There are two popular theories regarding how and why oil prices should rise. As the energy bubble was credit-fueled, I will provide a credit market perspective on the energy sector.

One theory is that the Saudis will bow to the wishes of OPEC (and potentially non-OPEC) producers and agree to production cuts. The idea is that once these swing producers reduce production oil prices should rise, perhaps to high-double-digit prices. This misses the fact that most U.S. shale oil drillers become profitable somewhere between $40 and $55 per barrel. As oil prices would approach this area, U.S. production would probably increase, particularly if it meant it could steal market share from foreign producers.

Then there is debt. The energy boom was debt-fueled. Thus, many U.S. producers are incentivized to keep pumping if it generates cash flow with which drillers can service debt. This is not dissimilar to countries, such as Venezuela which gets about 95% of its revenues from oil. They need to keep drilling at nearly any price to generate whatever revenue they can.

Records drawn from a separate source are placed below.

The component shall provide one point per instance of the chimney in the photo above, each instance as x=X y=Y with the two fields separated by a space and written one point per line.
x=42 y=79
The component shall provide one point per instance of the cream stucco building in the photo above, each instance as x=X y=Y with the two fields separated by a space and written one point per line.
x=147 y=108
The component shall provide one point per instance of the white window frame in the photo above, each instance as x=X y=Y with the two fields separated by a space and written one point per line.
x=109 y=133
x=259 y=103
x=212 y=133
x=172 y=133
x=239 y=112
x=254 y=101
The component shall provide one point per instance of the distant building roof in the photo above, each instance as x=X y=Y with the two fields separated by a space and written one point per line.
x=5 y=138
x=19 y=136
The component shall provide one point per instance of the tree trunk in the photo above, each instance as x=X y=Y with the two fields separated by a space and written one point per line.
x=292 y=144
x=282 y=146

Another popular theory states that, once we see defaults in the U.S. energy patch, production will finally decline and oil prices should rise significantly, perhaps. There is a glaring flaw in this theory and it has to do with U.S. bankruptcy law.

Filing for bankruptcy does not necessarily mean “going out of business.” In the case of Chapter XI bankruptcy, a company remains “in business.”

However, it can receive significant debt relief. This was the idea behind the U.S. auto industry bankruptcies following the financial crisis. General Motors (GM) and Chrysler (FCAU) were permitted to continue on without the burden of debt. If that occurs in the energy patch, there could be a number of shale players which could continue pumping, but without the encumbrance of large sums of debt, could be profitable at very low oil prices following a Chapter XI filing. It is possible some might be profitable around $30 per barrel.